Frequently Asked Questions

SVG (Scalable Vector Graphics) is a vector format that uses mathematical shapes like paths, circles, and rectangles to describe images. It scales to any size without losing quality. PNG (Portable Network Graphics) is a raster format that stores images as a grid of colored pixels at a fixed resolution. SVG is ideal for logos, icons, and illustrations, while PNG is better for photographs, screenshots, and images with complex color detail.
It depends on the image content. For simple graphics like logos, icons, and flat illustrations, SVG files are dramatically smaller, often under 5 KB compared to much larger PNG equivalents. For photographs or images with complex textures, gradients, and millions of colors, PNG is typically smaller because SVG would need thousands of path definitions to approximate the visual detail.
Yes, SVG supports multiple animation methods. You can animate SVG elements using CSS transitions and keyframes, JavaScript DOM manipulation, or SMIL declarations embedded directly in the SVG markup. This makes SVG ideal for animated icons, loading spinners, interactive charts, and micro-interactions on the web. PNG does not natively support animation, though the APNG extension adds basic frame-based animation.
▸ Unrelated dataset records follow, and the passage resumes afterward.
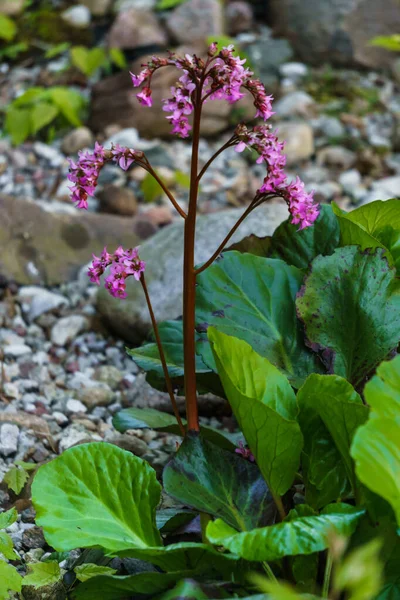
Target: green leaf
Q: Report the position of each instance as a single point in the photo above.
(18, 124)
(265, 407)
(219, 483)
(341, 411)
(108, 587)
(253, 299)
(149, 418)
(42, 573)
(8, 28)
(8, 518)
(376, 451)
(87, 61)
(118, 58)
(382, 392)
(151, 189)
(69, 102)
(7, 547)
(350, 306)
(16, 478)
(302, 535)
(97, 495)
(374, 225)
(42, 114)
(297, 248)
(10, 580)
(361, 573)
(87, 571)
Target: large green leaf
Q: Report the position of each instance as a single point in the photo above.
(149, 418)
(97, 495)
(264, 405)
(113, 587)
(376, 451)
(218, 482)
(301, 535)
(297, 248)
(382, 392)
(341, 411)
(374, 225)
(350, 306)
(253, 299)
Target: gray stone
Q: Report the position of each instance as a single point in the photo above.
(297, 103)
(163, 254)
(79, 138)
(40, 300)
(337, 30)
(134, 28)
(195, 20)
(77, 16)
(299, 141)
(40, 247)
(67, 328)
(9, 435)
(336, 156)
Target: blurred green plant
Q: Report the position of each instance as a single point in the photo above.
(389, 42)
(40, 107)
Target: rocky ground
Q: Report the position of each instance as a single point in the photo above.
(64, 372)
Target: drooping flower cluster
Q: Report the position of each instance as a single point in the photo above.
(123, 264)
(221, 76)
(85, 172)
(302, 207)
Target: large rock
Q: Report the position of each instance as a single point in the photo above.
(163, 254)
(37, 246)
(135, 28)
(114, 102)
(337, 30)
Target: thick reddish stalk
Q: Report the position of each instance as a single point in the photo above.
(162, 356)
(189, 280)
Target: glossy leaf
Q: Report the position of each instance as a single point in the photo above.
(220, 483)
(149, 418)
(253, 299)
(373, 225)
(16, 478)
(42, 114)
(341, 411)
(350, 306)
(97, 495)
(113, 587)
(10, 580)
(376, 451)
(382, 392)
(302, 535)
(42, 573)
(265, 407)
(88, 571)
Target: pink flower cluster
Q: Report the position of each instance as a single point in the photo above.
(124, 263)
(221, 76)
(85, 172)
(302, 207)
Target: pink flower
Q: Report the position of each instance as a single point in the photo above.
(124, 263)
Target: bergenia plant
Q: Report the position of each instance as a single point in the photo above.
(298, 331)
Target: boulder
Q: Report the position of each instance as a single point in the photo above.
(337, 30)
(40, 247)
(114, 102)
(163, 254)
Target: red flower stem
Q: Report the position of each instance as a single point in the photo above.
(166, 191)
(189, 278)
(226, 240)
(162, 356)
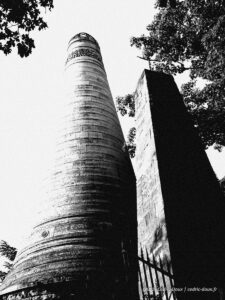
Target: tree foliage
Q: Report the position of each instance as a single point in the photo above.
(192, 37)
(9, 253)
(126, 106)
(17, 19)
(131, 145)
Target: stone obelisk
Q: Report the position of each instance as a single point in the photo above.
(88, 225)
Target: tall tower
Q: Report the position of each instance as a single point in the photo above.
(76, 250)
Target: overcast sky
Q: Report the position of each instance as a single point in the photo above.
(32, 93)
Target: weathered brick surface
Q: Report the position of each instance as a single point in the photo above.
(90, 207)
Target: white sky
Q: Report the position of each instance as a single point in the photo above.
(32, 92)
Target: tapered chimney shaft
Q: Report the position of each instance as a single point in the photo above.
(88, 223)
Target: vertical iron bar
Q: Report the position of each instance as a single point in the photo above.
(145, 274)
(171, 282)
(151, 277)
(157, 277)
(142, 288)
(164, 279)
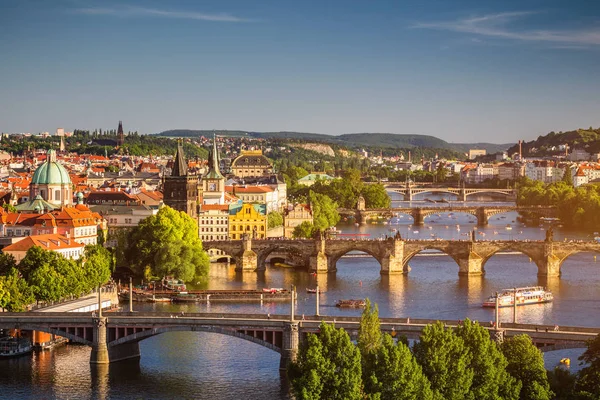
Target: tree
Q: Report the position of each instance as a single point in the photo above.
(399, 376)
(305, 230)
(274, 219)
(97, 265)
(328, 367)
(324, 210)
(376, 196)
(18, 294)
(167, 244)
(490, 380)
(588, 379)
(445, 361)
(526, 363)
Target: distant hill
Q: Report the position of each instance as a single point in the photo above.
(384, 140)
(587, 139)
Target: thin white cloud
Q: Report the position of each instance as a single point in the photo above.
(131, 11)
(497, 25)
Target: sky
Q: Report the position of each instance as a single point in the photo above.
(461, 70)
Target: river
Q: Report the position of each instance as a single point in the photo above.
(212, 366)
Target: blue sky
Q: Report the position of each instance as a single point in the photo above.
(463, 71)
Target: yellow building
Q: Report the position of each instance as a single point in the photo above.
(247, 220)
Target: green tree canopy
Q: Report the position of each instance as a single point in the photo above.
(526, 363)
(167, 244)
(445, 360)
(490, 380)
(305, 230)
(324, 210)
(328, 367)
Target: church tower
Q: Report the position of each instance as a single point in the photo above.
(120, 135)
(213, 183)
(181, 189)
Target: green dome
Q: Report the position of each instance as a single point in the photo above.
(51, 172)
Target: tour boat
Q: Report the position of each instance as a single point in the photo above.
(13, 347)
(525, 296)
(351, 303)
(272, 290)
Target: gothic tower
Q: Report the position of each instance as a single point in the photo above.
(181, 189)
(213, 183)
(120, 135)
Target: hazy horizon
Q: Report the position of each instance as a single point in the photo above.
(460, 71)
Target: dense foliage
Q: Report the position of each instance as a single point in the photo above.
(47, 276)
(576, 206)
(460, 363)
(167, 244)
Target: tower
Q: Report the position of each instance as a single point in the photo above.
(213, 183)
(180, 188)
(120, 135)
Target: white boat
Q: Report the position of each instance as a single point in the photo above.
(525, 296)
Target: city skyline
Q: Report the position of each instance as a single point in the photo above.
(464, 72)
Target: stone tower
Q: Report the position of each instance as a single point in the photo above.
(181, 189)
(120, 135)
(213, 183)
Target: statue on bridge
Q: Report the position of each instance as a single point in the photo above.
(550, 235)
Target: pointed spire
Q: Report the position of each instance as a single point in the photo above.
(213, 162)
(180, 167)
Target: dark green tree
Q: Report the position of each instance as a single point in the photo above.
(167, 244)
(445, 360)
(328, 367)
(490, 379)
(526, 363)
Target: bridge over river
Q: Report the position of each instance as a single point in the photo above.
(481, 213)
(116, 336)
(394, 254)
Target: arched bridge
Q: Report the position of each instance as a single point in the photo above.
(116, 336)
(394, 254)
(482, 214)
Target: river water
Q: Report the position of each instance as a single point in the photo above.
(212, 366)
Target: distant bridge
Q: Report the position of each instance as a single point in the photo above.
(116, 336)
(482, 214)
(394, 254)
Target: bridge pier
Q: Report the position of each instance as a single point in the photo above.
(482, 217)
(99, 353)
(472, 265)
(289, 348)
(125, 351)
(419, 218)
(393, 263)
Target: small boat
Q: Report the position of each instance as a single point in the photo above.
(351, 303)
(185, 298)
(13, 347)
(524, 296)
(155, 299)
(272, 290)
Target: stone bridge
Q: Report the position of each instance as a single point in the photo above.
(394, 254)
(461, 193)
(116, 336)
(420, 213)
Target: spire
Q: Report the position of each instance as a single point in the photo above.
(180, 166)
(213, 162)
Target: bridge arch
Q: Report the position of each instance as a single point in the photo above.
(74, 337)
(275, 344)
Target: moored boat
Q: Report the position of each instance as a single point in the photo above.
(13, 347)
(524, 296)
(351, 303)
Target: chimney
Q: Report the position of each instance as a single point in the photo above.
(520, 150)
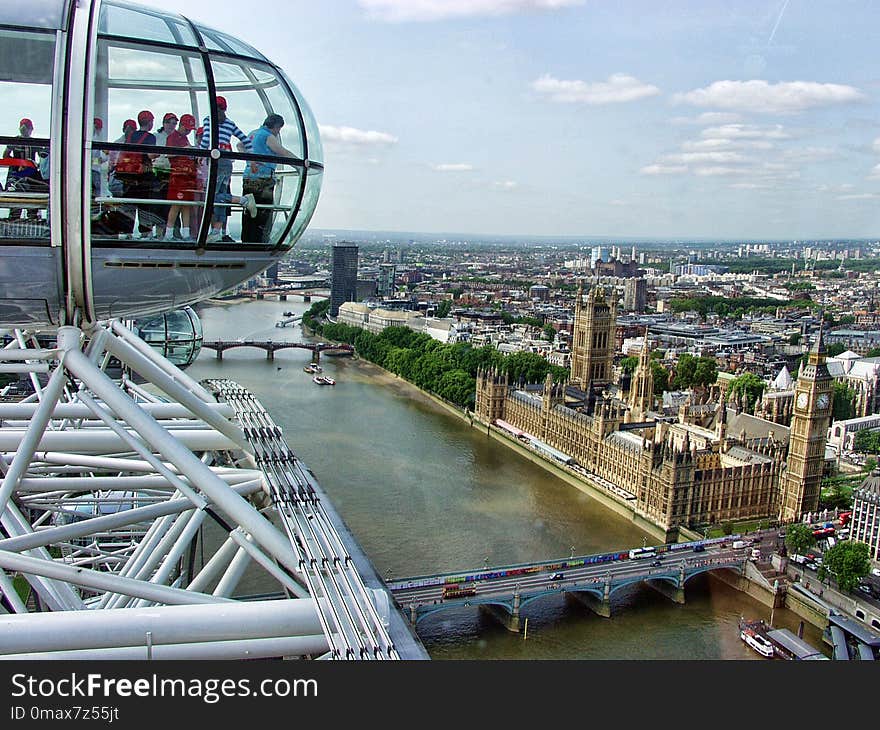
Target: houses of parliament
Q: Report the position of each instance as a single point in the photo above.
(708, 463)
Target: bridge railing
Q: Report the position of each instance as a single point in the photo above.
(488, 573)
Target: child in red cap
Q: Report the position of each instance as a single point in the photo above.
(182, 183)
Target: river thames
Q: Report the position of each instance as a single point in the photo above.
(424, 493)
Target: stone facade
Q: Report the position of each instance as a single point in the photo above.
(679, 472)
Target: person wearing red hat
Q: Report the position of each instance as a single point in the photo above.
(162, 170)
(135, 171)
(182, 183)
(226, 129)
(100, 158)
(24, 177)
(115, 185)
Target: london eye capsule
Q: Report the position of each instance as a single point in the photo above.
(124, 193)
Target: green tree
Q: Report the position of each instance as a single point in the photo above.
(661, 377)
(867, 442)
(443, 308)
(684, 372)
(799, 538)
(844, 403)
(528, 366)
(848, 561)
(629, 364)
(706, 372)
(748, 384)
(457, 386)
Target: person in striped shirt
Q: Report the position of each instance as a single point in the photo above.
(225, 131)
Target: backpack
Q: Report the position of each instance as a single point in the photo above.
(133, 163)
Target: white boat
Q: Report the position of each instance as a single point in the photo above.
(750, 633)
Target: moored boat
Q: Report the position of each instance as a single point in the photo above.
(753, 634)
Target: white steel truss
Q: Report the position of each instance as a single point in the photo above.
(107, 488)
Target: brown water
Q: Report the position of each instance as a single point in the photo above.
(424, 493)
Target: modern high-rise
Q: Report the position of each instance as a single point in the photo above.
(385, 283)
(635, 295)
(343, 284)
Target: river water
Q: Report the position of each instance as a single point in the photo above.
(424, 493)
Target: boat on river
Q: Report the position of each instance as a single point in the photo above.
(754, 634)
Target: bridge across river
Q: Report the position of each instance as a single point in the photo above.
(591, 579)
(271, 347)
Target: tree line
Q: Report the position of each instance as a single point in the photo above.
(735, 306)
(448, 370)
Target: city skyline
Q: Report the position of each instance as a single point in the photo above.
(568, 118)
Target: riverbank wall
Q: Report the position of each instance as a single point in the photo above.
(559, 470)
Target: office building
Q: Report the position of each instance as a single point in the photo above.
(343, 283)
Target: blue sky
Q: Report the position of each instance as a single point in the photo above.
(755, 119)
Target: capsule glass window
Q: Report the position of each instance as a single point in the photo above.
(26, 70)
(133, 183)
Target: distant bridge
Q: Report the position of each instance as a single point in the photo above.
(271, 347)
(591, 579)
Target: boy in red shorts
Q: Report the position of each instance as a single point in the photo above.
(182, 182)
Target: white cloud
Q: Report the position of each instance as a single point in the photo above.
(698, 157)
(617, 89)
(396, 11)
(716, 143)
(763, 97)
(663, 169)
(350, 135)
(745, 131)
(709, 118)
(720, 171)
(810, 154)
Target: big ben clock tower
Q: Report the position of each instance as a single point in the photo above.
(806, 445)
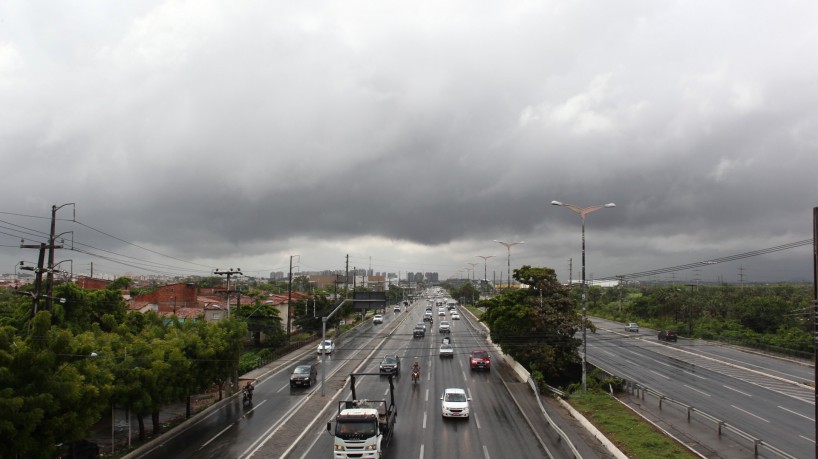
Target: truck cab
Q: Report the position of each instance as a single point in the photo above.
(358, 432)
(363, 428)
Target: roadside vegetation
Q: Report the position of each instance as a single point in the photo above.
(775, 318)
(537, 324)
(62, 370)
(625, 429)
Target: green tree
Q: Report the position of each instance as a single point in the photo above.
(537, 325)
(54, 388)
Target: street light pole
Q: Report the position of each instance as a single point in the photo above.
(508, 246)
(582, 213)
(485, 267)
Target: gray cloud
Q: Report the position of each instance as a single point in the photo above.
(415, 135)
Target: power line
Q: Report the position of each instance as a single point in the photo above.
(711, 261)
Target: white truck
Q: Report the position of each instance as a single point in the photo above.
(363, 428)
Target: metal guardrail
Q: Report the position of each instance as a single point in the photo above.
(640, 390)
(563, 437)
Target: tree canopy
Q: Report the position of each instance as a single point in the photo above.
(536, 324)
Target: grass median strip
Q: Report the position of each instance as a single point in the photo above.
(630, 433)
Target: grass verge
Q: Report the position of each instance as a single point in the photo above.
(630, 433)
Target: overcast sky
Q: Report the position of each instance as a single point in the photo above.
(410, 135)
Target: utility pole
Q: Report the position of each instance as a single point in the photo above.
(290, 298)
(38, 278)
(228, 273)
(815, 305)
(51, 247)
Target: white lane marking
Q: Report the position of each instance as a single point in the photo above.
(736, 390)
(799, 414)
(751, 414)
(697, 390)
(694, 374)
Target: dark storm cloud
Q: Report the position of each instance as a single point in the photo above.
(240, 135)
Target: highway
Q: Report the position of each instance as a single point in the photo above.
(764, 396)
(284, 422)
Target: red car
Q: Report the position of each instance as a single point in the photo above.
(479, 359)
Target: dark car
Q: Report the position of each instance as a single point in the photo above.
(303, 375)
(479, 359)
(390, 365)
(667, 335)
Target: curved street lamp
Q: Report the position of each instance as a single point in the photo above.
(582, 213)
(485, 269)
(508, 246)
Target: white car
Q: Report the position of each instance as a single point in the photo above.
(455, 403)
(326, 347)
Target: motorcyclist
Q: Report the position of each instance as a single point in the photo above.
(416, 369)
(248, 390)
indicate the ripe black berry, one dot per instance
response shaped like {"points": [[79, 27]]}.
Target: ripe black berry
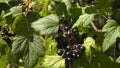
{"points": [[82, 48]]}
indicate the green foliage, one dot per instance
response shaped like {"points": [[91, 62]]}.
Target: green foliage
{"points": [[29, 49], [36, 32], [45, 8], [54, 62], [21, 26], [47, 25], [4, 1], [118, 60], [112, 30], [14, 11], [84, 20]]}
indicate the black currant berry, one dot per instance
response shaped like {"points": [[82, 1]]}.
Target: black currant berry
{"points": [[60, 52], [84, 35], [74, 55], [67, 54], [82, 48]]}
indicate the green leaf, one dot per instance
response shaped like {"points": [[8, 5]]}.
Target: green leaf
{"points": [[4, 1], [47, 25], [118, 60], [54, 62], [17, 10], [112, 30], [101, 61], [21, 26], [81, 62], [111, 24], [3, 61], [84, 20], [68, 4], [45, 8], [29, 48]]}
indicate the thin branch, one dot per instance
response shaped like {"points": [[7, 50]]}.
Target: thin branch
{"points": [[95, 28]]}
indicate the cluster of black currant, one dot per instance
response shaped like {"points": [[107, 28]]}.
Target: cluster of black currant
{"points": [[6, 34], [69, 42], [83, 1]]}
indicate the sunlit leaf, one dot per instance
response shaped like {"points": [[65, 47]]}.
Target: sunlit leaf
{"points": [[45, 8], [29, 48], [84, 20], [15, 11], [4, 1], [54, 62], [47, 25], [22, 26], [112, 30]]}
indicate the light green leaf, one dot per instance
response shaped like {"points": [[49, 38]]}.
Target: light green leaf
{"points": [[47, 25], [61, 9], [4, 1], [29, 48], [54, 62], [68, 4], [88, 43], [118, 60], [84, 20], [17, 10], [45, 8], [22, 26], [112, 30]]}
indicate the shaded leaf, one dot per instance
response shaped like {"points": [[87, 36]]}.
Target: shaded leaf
{"points": [[54, 62], [101, 61], [118, 60], [22, 26], [4, 1], [61, 9], [45, 8], [88, 43], [47, 25], [112, 30], [29, 48], [84, 20], [68, 4], [15, 11]]}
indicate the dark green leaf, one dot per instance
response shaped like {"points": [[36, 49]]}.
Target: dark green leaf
{"points": [[47, 25], [29, 48], [84, 20], [22, 26], [112, 30], [45, 8], [54, 62]]}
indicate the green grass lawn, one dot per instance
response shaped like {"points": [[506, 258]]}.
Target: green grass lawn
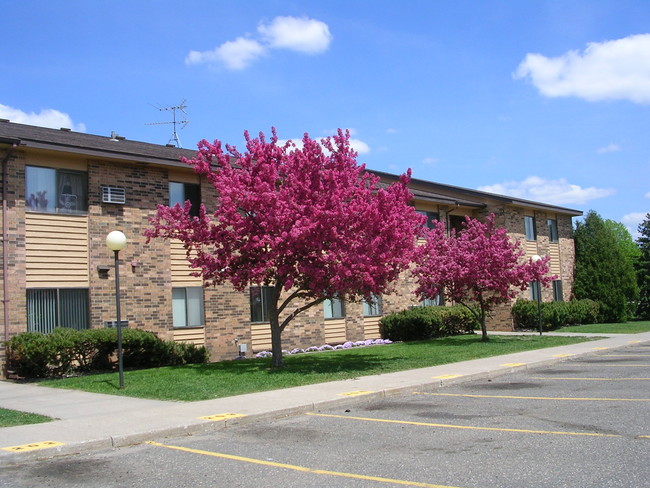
{"points": [[228, 378], [10, 418], [622, 328]]}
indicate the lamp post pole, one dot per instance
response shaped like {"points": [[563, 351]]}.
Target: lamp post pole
{"points": [[538, 293], [116, 241]]}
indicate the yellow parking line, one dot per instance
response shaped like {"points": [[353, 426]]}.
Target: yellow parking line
{"points": [[32, 447], [589, 379], [465, 427], [515, 397], [294, 467]]}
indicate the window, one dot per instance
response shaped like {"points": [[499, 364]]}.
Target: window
{"points": [[437, 301], [55, 190], [432, 218], [260, 300], [372, 307], [187, 307], [557, 291], [333, 308], [530, 227], [181, 192], [552, 230], [535, 291], [57, 307]]}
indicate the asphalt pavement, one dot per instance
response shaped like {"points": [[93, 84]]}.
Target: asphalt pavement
{"points": [[90, 421]]}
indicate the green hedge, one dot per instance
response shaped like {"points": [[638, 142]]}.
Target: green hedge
{"points": [[67, 351], [421, 323], [554, 314]]}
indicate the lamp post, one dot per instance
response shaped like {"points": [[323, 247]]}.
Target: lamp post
{"points": [[536, 258], [116, 241]]}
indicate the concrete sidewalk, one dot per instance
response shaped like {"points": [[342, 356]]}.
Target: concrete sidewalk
{"points": [[89, 421]]}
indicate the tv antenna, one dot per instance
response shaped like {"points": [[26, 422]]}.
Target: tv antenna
{"points": [[181, 119]]}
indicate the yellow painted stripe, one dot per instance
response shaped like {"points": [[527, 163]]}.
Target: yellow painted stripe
{"points": [[590, 379], [33, 447], [515, 397], [464, 427], [222, 416], [294, 467], [356, 393]]}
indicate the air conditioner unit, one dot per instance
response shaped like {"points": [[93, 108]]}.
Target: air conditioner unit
{"points": [[113, 194]]}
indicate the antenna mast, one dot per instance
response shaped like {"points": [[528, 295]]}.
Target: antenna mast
{"points": [[174, 140]]}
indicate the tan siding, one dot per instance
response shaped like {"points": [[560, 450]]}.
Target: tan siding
{"points": [[181, 268], [371, 327], [335, 331], [555, 264], [261, 337], [194, 335], [56, 251]]}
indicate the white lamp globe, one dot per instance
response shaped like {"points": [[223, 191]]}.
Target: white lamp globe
{"points": [[116, 240]]}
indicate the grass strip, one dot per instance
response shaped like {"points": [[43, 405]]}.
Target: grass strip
{"points": [[11, 418], [619, 328], [229, 378]]}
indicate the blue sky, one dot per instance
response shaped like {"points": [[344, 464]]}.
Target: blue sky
{"points": [[545, 100]]}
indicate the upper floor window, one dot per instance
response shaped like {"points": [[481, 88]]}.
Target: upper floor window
{"points": [[372, 307], [552, 230], [432, 218], [333, 308], [55, 190], [181, 192], [530, 228], [260, 301]]}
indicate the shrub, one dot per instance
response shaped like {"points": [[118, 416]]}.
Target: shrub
{"points": [[421, 323], [554, 314], [67, 351]]}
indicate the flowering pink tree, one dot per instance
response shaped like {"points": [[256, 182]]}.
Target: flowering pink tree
{"points": [[305, 220], [477, 266]]}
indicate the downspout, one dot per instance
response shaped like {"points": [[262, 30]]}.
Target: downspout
{"points": [[5, 236]]}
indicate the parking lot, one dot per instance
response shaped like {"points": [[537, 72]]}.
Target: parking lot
{"points": [[580, 423]]}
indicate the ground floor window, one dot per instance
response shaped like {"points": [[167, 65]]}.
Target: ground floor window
{"points": [[48, 308], [333, 308], [187, 307], [558, 296], [535, 291], [372, 307], [260, 301]]}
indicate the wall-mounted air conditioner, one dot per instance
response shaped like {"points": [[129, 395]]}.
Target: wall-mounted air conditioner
{"points": [[113, 194]]}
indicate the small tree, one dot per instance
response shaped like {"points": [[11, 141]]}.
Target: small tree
{"points": [[643, 268], [604, 272], [308, 222], [477, 266]]}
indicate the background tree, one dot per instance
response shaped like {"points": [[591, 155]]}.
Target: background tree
{"points": [[304, 220], [604, 272], [478, 267], [643, 269]]}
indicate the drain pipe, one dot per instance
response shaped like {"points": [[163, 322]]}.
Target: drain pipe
{"points": [[5, 234]]}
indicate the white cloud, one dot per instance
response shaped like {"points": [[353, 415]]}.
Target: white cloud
{"points": [[610, 70], [558, 192], [304, 35], [298, 34], [234, 55], [610, 148], [45, 118]]}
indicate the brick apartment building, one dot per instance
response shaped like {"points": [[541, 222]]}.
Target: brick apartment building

Use SVG for website icons and logos whenever possible. SVG icons are resolution-independent, meaning they look perfectly crisp on all screen densities including Retina and 4K displays. A single SVG file replaces multiple PNG sizes (16x16, 32x32, 64x64, 128x128). SVG icons can also be styled with CSS to change colors on hover and animated with transitions. The only exception is favicon.ico, which some older browsers still require in ICO or PNG format.
Converting SVG to PNG is straightforward and produces a pixel-perfect result at any chosen resolution. You can use tools like Inkscape, browser rendering via the Canvas API, or online converters. However, converting PNG to SVG (raster to vector) is a lossy approximation process called tracing. Automated tools like Potrace can trace simple images with clean edges, but the output is never a perfect match. Complex photographs cannot be meaningfully converted to SVG.